In this way dreams seem like a private language, which, if I understood my Wittgenstein in any way (and I don’t), the presence of such conceptual terms that cannot be shared is impossible at worst, or meaningless at best. Are dreams an example of a vocabulary that is so personal only the agent can understand it? The presence of an unconscious is a puzzle for any given person, but the analysts would presumably think it is in principle comprehensible.

There were two other aspects that came to mind when I was reading Jung. One is the misunderstanding in his view of what people understood to be the archetypes. Jung does not want to say that there are universal structures and symbols in the mind that are present in all agents, as a metaphysical thesis. However if certain symbols are powerful enough to find presence in many minds (such as religious notions or personalities). What Jung took to be the archetype is the faculty that people have of approaching universal ideals in their own mind. This is the kind of difference that is present in Kant’s thesis of systematicity (or the constitutive a priori). To use Kantian terminology, the Jungian archetype is not constitutive of archetypes and the specific content of them, but is the regulative ideal, the principle of discrimination wherein specific archetypes lay. The presence of the same archetypes in people may be explained through another means than saying that the archetypes of something are a universal construct.

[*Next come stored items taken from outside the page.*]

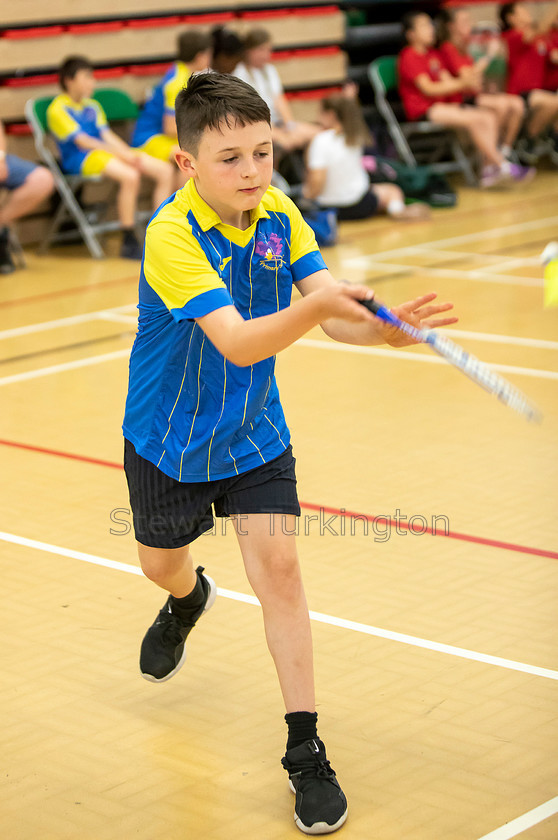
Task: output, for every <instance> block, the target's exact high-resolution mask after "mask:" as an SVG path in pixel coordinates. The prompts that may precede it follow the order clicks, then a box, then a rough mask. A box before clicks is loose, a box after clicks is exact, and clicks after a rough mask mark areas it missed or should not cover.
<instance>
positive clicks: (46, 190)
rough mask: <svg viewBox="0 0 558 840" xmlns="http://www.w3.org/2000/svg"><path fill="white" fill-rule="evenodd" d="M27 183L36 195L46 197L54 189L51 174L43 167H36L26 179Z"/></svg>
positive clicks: (51, 174)
mask: <svg viewBox="0 0 558 840" xmlns="http://www.w3.org/2000/svg"><path fill="white" fill-rule="evenodd" d="M27 182H28V183H29V184H31V185H32V186H33V189H34V190H35V192H36V193H37V195H41V196H43V197H44V196H47V195H49V193H51V192H52V191H53V189H54V178H53V176H52V173H51V172H50V171H49V170H48V169H46V168H45V167H44V166H38V167H37V168H36V169H34V170H33V172H31V173H30V175H29V177H28V178H27Z"/></svg>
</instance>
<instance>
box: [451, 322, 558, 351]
mask: <svg viewBox="0 0 558 840" xmlns="http://www.w3.org/2000/svg"><path fill="white" fill-rule="evenodd" d="M438 332H443V333H444V335H447V336H448V338H451V337H452V335H455V336H457V338H471V339H472V340H473V341H487V342H488V343H489V344H513V345H514V346H516V347H538V348H541V349H544V350H558V341H548V340H547V339H544V338H520V337H519V336H515V335H499V334H498V333H477V332H473V331H472V330H458V329H455V328H454V327H448V328H446V329H443V328H442V329H440V330H438Z"/></svg>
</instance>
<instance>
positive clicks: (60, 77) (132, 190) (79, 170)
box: [47, 57, 173, 260]
mask: <svg viewBox="0 0 558 840" xmlns="http://www.w3.org/2000/svg"><path fill="white" fill-rule="evenodd" d="M59 79H60V87H61V88H62V90H63V91H64V93H62V94H60V95H59V96H57V97H56V98H55V99H53V101H52V102H51V104H50V105H49V107H48V110H47V121H48V127H49V130H50V132H51V133H52V134H53V136H54V137H55V138H56V141H57V143H58V147H59V149H60V157H61V165H62V169H63V171H64V172H66V173H67V174H69V175H85V176H92V175H103V176H105V177H107V178H111V179H112V180H113V181H116V182H117V183H118V184H119V190H118V196H117V207H118V218H119V220H120V223H121V225H122V229H123V239H122V246H121V249H120V256H121V257H124V258H125V259H132V260H140V259H141V255H142V249H141V246H140V244H139V242H138V240H137V239H136V235H135V233H134V224H135V214H136V206H137V199H138V193H139V188H140V179H141V178H140V176H141V175H145V176H146V177H147V178H149V179H151V180H152V181H154V182H155V189H154V190H153V207H154V209H156V208H157V207H158V206H159V205H160V204H161V203H162V202H163V201H164V200H165V199H166V198H168V196H169V195H170V193H171V192H172V179H173V169H172V166H171V164H170V163H165V162H163V161H160V160H155V159H154V158H152V157H150V156H149V155H146V154H144V153H143V152H140V151H138V150H137V149H132V148H130V146H128V144H127V143H125V142H124V141H123V140H122V139H121V138H120V137H119V136H118V135H117V134H115V133H114V132H113V131H111V130H110V128H109V127H108V124H107V119H106V116H105V113H104V111H103V109H102V108H101V106H100V104H99V103H98V102H97V101H96V100H95V99H92V98H91V97H92V95H93V90H94V87H95V79H94V77H93V68H92V66H91V64H90V63H89V61H87V59H85V58H81V57H72V58H67V59H66V61H64V63H63V64H62V66H61V67H60V71H59Z"/></svg>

And finally, perhaps the most odd thing I thought was interesting was when Jung talks of an unconscious personality in men, of a feminine aspect. There seems to be some kind of revelation with unconscious psyches that are revealed in dreams or other ways. Personalities which have a presence in one’s mind, maybe as a replication of somebody else, or reflecting some significance to the agent. The unconscious personalities seemed an interesting notion to me, as when I practice piano I think of my old piano teacher still giving me instructions (and me ignoring them). Despite all the disagreements we had, I have internalised his teacher personality in my mind when I play. I suppose the same goes for the friend of mine who coaches me at Badminton: I’m always trying to think of the best shot and the best technique, thinking of drills and what I need to improve on.

Maybe its patronising to think of an unconscious female psyche imbued in my male mindset. Or maybe acknowledging it is some sense of agendered completeness. In the same way as I imagine my piano teacher’s advice and ignore it when I practice, the unconscious presence of gendered psyches may provide a source of gendered sympathy. To be honest I’m not really sure what to make of Jung. Due to the overwhelming nature of his subjective conceptions it seems hard to me that the material presented in Man and his Symbols be taken as serious psychology, however, as a form of understanding one’s own thoughts and the confabulations we make up in our everyday thinking, maybe it’s an interesting toolbox.